Remix.run Logo
voidUpdate 3 days ago

Well it's good to see they are showcasing examples where the model really fails too.

- The second one in case 2 doesn't look anything like the reference map

- The face in case 5 changes completely despite the model being instructed to not do that

- Case 8 ignores the provided pose reference

- Case 9 changes the car positions

- Case 16 labels the tricuspid in the wrong place and I have no idea what a "mittic" is

- Case 27 shows the usual "models can't do text" though I'm not holding that against it too much

- Same with case 29, as well as the text that is readable not relating to the parts of the image it is referencing

- Case 33 just generated a generic football ground

- Case 37 has nonsensical labellings ("Define Jawline" attached to the eye)

- Case 58 has the usual "models don't understand what a wireframe is", but again I'm not holding that against it too much

Super nice to see how honest they are about the capabilities!

zahlman 3 days ago | parent | next [-]

> - Case 16 labels the tricuspid in the wrong place and I have no idea what a "mittic" is

> - Case 27 shows the usual "models can't do text" though I'm not holding that against it too much

16 makes it seem like it can "do text" — almost, if we don't care what it says.

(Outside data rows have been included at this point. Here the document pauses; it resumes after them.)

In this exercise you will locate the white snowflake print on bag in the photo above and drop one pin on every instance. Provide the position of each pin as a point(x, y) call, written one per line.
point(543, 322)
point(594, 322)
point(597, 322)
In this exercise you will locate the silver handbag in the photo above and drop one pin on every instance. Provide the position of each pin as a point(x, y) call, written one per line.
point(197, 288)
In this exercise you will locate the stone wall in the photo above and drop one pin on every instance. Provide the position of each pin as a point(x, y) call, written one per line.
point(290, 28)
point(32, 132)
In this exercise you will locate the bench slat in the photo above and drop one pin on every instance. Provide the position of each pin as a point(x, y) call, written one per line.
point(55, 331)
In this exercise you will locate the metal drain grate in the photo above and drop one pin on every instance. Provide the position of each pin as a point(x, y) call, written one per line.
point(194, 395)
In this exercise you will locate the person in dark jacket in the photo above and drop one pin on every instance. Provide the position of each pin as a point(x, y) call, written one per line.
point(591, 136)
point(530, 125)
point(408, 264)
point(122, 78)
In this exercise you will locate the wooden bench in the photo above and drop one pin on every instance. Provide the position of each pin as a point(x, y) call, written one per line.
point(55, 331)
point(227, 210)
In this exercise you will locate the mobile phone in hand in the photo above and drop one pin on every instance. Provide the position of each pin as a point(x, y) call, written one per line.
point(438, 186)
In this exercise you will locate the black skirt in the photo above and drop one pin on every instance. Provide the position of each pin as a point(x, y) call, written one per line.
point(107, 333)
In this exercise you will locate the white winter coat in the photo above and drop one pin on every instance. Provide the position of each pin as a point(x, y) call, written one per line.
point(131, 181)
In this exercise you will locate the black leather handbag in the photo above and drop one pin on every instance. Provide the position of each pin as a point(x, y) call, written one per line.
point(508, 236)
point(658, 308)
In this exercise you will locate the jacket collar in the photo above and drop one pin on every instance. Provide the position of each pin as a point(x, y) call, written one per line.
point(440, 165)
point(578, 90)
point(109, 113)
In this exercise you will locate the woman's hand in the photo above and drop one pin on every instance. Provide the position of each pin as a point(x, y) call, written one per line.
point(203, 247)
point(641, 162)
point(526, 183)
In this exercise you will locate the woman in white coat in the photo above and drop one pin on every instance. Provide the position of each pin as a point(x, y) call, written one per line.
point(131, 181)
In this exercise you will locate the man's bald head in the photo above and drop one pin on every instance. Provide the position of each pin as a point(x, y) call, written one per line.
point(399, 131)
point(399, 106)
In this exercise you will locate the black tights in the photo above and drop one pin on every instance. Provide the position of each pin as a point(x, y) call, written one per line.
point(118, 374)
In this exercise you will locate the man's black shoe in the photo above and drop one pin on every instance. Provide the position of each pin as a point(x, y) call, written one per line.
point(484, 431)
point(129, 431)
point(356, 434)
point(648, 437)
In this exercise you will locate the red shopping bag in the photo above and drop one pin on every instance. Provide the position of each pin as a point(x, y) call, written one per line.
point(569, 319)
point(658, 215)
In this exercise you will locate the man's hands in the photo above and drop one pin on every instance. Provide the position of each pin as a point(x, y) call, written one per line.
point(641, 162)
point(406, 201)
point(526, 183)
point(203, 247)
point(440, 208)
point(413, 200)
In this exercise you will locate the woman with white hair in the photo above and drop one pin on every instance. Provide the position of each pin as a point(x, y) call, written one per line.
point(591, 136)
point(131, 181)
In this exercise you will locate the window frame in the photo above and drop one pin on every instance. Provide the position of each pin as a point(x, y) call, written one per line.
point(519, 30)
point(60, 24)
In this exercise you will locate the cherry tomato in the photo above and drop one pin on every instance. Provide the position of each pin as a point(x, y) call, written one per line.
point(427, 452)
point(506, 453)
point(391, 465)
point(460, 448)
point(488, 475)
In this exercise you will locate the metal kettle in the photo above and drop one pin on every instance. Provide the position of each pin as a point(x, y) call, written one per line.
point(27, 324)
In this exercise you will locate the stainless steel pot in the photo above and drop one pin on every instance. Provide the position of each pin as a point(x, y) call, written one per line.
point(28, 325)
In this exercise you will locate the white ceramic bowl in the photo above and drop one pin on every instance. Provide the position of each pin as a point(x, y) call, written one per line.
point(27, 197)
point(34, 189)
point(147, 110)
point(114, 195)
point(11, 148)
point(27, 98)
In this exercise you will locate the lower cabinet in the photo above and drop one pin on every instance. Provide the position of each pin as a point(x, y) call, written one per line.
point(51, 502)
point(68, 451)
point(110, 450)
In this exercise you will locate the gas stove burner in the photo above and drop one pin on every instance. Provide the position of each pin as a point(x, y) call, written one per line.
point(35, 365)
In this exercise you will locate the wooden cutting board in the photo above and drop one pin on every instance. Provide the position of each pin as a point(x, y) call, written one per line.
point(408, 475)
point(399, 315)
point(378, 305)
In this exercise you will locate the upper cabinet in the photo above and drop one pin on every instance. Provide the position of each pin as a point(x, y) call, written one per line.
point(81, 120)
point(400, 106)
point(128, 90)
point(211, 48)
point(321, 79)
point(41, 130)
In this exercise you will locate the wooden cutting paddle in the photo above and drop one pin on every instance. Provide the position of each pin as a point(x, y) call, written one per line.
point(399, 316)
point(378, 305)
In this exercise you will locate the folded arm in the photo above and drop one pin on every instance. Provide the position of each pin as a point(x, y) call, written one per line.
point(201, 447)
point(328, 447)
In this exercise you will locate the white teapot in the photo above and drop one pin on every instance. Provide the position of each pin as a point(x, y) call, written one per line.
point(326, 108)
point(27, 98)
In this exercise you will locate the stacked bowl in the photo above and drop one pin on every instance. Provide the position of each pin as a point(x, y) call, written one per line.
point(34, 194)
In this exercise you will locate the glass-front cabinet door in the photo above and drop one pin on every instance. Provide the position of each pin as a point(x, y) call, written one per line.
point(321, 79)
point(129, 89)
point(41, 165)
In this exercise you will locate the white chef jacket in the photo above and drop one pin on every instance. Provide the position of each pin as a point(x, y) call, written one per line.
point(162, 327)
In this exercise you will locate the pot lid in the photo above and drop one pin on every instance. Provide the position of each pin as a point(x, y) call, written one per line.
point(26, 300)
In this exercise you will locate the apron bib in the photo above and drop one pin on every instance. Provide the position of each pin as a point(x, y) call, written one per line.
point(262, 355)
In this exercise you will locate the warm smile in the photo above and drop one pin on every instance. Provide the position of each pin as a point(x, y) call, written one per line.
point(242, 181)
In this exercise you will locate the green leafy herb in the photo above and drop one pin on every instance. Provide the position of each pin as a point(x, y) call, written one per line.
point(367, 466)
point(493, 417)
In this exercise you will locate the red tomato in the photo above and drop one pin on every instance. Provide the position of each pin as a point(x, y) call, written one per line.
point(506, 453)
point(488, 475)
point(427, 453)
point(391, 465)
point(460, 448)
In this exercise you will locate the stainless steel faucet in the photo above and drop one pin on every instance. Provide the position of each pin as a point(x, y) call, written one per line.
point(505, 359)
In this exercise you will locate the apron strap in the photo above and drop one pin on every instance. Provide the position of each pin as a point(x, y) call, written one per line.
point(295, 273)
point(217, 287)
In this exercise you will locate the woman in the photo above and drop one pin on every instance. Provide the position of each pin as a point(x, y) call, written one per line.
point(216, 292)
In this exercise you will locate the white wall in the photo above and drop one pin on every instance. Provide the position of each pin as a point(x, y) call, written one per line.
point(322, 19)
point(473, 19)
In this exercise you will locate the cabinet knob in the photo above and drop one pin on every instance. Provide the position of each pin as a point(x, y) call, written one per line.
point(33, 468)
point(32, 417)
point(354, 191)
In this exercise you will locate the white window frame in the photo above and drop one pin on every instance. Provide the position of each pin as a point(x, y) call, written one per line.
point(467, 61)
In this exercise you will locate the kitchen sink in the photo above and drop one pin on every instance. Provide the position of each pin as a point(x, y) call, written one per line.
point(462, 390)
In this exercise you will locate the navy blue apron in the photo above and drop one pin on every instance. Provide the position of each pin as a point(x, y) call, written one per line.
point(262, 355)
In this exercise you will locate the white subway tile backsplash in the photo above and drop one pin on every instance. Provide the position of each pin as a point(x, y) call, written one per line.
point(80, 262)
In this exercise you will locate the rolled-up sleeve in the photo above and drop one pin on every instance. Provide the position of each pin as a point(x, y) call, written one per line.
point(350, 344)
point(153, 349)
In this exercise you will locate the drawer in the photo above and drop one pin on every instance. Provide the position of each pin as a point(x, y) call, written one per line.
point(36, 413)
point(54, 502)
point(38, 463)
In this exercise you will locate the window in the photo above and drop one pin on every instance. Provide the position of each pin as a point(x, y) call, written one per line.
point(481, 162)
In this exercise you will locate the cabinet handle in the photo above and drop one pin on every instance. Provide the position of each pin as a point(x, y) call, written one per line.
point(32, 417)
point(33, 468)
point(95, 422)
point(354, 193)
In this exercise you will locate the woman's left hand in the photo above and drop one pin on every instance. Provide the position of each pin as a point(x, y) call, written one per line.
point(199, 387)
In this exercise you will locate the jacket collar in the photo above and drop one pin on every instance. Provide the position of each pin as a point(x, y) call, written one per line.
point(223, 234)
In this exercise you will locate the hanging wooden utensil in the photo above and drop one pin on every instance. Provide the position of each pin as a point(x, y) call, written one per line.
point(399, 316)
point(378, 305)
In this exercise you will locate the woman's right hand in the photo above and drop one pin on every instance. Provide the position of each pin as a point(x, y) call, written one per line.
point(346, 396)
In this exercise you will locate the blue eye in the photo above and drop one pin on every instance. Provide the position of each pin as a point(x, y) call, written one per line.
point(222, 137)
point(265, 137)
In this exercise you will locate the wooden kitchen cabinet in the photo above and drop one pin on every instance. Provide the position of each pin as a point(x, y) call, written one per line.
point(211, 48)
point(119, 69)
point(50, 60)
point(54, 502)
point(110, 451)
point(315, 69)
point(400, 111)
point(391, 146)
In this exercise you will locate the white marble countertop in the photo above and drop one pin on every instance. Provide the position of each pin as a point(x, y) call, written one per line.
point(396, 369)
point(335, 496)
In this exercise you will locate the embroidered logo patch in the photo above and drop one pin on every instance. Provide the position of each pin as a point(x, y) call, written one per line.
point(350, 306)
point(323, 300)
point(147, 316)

But it looks very crisp until you notice the "Pul??nary Artereys".

I'd say the bigger problem with 27 is that asking to add a watermark also took the scroll out of the woman's hands.

(While I'm looking, 28 has a lot of things wrong with it on closer inspection. I said 26 originally because I randomly woke up in the middle of the night for this and apparently I don't know which way I'm scrolling.)

voidUpdate 3 days ago | parent [-]

EDIT: Yeah, on closer inspection, 28 is definitely a bit screwy. I wasn't clicking on the images themselves to view the enlarged ones, and from the preview I didn't see anything that immediately jumped out at me. I have no idea what that line at the bottom is meant to represent!

Also you're right, I didn't notice the scroll had gone, though on another inspection, it's also removed the original prompter's watermark

iyk 3 days ago | parent | prev | next [-]

In Case 16 (diagram of the heart), every single label (aside from the superior vena cava) is incorrect.

muzani 3 days ago | parent | prev | next [-]

Yeah, I appreciate this kind of benchmarking too. That other Gen AI Showdown in the comments also does a good job with this - mentions that it was best of 8 attempts and so on.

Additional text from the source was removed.